A. L. A. : L’adoption de la base 2007 se traduit par la révision du niveau de certains agrégats macroéco nomiques, tels que le PIB, la consommation finale ou l’investissement et, de là, par une actualisation des indicateurs macroéconomiques de base, notamment les déficits du budget ou des finances extérieures. Elle ne modifie pas notre perception du modèle de croissance économique, lequel s’analyse à partir des structures de production et d’échange et de mode de répartition sociale des revenus que n’a pas vocation à modifier le changement de base.

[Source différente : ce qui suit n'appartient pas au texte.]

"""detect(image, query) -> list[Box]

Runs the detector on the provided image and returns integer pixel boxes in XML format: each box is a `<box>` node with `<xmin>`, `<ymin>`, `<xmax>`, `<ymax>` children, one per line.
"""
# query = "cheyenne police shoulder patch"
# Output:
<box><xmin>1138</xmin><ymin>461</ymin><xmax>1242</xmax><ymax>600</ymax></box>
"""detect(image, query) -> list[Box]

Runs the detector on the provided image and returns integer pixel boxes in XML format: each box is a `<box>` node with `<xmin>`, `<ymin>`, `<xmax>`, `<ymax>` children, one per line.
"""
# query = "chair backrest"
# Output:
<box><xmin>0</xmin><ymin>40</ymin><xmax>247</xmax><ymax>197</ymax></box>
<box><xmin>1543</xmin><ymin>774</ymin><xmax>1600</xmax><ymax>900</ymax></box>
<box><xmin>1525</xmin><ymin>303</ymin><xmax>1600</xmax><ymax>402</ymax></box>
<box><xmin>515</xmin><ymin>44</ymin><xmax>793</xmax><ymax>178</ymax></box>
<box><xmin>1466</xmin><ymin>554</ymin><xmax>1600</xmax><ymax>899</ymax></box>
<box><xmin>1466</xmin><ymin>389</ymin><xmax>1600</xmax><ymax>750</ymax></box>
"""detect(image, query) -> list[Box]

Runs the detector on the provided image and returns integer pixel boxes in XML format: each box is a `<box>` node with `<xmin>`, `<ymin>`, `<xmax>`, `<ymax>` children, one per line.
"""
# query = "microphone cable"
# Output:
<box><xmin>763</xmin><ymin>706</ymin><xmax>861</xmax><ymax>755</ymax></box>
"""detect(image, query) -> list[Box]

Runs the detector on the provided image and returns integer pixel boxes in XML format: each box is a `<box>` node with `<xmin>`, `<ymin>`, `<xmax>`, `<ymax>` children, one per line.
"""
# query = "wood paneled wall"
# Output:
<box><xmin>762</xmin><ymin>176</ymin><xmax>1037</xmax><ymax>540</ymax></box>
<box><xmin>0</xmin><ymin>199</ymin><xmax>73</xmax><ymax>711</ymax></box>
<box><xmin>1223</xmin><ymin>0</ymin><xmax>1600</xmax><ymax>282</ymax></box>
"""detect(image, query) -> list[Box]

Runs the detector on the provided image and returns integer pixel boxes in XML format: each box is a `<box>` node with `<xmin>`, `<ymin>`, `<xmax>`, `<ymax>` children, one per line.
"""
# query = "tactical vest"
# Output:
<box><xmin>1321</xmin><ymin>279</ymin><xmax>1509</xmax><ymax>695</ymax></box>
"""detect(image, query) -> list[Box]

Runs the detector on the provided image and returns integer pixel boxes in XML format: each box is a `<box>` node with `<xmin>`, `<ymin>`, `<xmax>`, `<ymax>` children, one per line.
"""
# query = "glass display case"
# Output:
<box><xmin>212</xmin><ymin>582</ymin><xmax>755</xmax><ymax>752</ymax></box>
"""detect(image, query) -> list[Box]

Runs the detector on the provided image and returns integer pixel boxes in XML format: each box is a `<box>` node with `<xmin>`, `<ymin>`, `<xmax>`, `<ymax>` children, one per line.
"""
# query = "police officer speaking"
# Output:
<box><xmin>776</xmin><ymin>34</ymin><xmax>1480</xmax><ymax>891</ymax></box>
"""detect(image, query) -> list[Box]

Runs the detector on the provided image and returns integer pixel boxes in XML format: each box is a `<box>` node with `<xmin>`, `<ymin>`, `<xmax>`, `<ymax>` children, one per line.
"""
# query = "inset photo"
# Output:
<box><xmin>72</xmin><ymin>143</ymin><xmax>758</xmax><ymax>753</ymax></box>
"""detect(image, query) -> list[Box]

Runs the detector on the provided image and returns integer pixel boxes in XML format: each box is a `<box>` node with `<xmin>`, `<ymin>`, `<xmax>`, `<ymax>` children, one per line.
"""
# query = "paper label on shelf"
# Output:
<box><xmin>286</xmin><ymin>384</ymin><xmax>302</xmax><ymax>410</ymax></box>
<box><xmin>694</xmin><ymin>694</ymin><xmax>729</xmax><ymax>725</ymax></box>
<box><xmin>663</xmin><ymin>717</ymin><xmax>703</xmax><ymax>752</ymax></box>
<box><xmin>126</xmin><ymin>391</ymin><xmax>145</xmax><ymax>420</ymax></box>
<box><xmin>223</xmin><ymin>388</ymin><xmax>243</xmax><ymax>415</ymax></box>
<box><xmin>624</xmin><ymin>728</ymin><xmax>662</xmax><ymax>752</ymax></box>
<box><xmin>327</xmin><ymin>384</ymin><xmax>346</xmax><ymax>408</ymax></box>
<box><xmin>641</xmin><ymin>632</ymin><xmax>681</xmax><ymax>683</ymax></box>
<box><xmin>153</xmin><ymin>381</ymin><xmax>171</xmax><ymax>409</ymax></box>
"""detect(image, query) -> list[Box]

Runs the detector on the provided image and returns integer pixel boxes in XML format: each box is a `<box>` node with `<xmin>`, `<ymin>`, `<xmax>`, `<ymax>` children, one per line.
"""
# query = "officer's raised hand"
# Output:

F.N.H. : Certains économistes déplorent un manque de données chiffrées disponibles (notamment pour le secteur agricole et les services) sur le plan national pour pouvoir prendre les décisions adéquates, et allouer, de manière plus rationnelle, les ressources. Partagez-vous ce point de vue ?

A. L. A. : Les enquêtes permanentes menées par le HCP permettent de fournir des données précises et actualisées sur les secteurs des industries de transformation, des mines, de l’énergie et des BTP. A partir du prochain trimestre, s’ajouteront à ces secteurs ceux du commerce de gros et des services marchands non financiers. Des informations supplé­mentaires seront fournies, en ce qui concerne les industries, sur les aspects liés à l’environnement, ceux relatifs notamment au captage d’eau, au traite­ment des eaux usées et des déchets, etc. Toutes ces données sont utilisées par la Comptabilité Nationale et exploitées dans nos études de conjoncture et de prévision économique. S’agissant de l’agriculture, le producteur de l’information est le département gouvernemental en charge de ce secteur. Nous continuons à espérer l’avènement d’un recensement agricole qui permettrait une meilleure analyse des exploitations agricoles et, au-delà, une meilleure connaissance de l’économie rurale. C’est, du reste, l’une des Hautes Instructions données par Sa Majesté au Gouvernement dans le message que Sa Majesté a bien voulu adresser aux statisticiens, à l’occasion de la Journée Mondiale de la Statistique, le 20 octobre 2010.

F.N.H. : Les enquêtes de structure sont pri­mordiales pour les besoins en informations statistiques. Le HCP a annoncé récemment le lancement de la grande enquête nationale de structure auprès des entreprises, la première depuis 2007. Ne faudrait-il pas en accélérer la fréquence comme c’est le cas dans plusieurs pays ? Est-ce une question de moyens ?

A. L. A. : La renommée que le Système National de Statistique a acquise au plan international, grâce à la qualité des performances du HCP et son rôle dans les organismes internationaux et régionaux compétents dans ce domaine, impose à notre pays une incontour­nable obligation, celle de se conformer aux normes en vigueur dans ces organismes et passer à un chan­gement de l’année de base tous les cinq ans. Cela devrait se faire à partir de 2020, après le passage, dès 2018, à la base 2014. C’est vous dire la place centrale de l’Enquête Nationale sur les Structures Economiques 2015 et de la nécessaire régularité de son actualisation tous les 5 ans. Bien sûr, il y a une question de moyens et c’est pour cela que les crédits budgétaires consacrés au HCP devraient avoir un caractère pluriannuel. C’est là, faut-il le rappeler, l’une des Hautes Instructions de Sa Majesté, dans le Message aux statisticiens dont je vous ai parlé.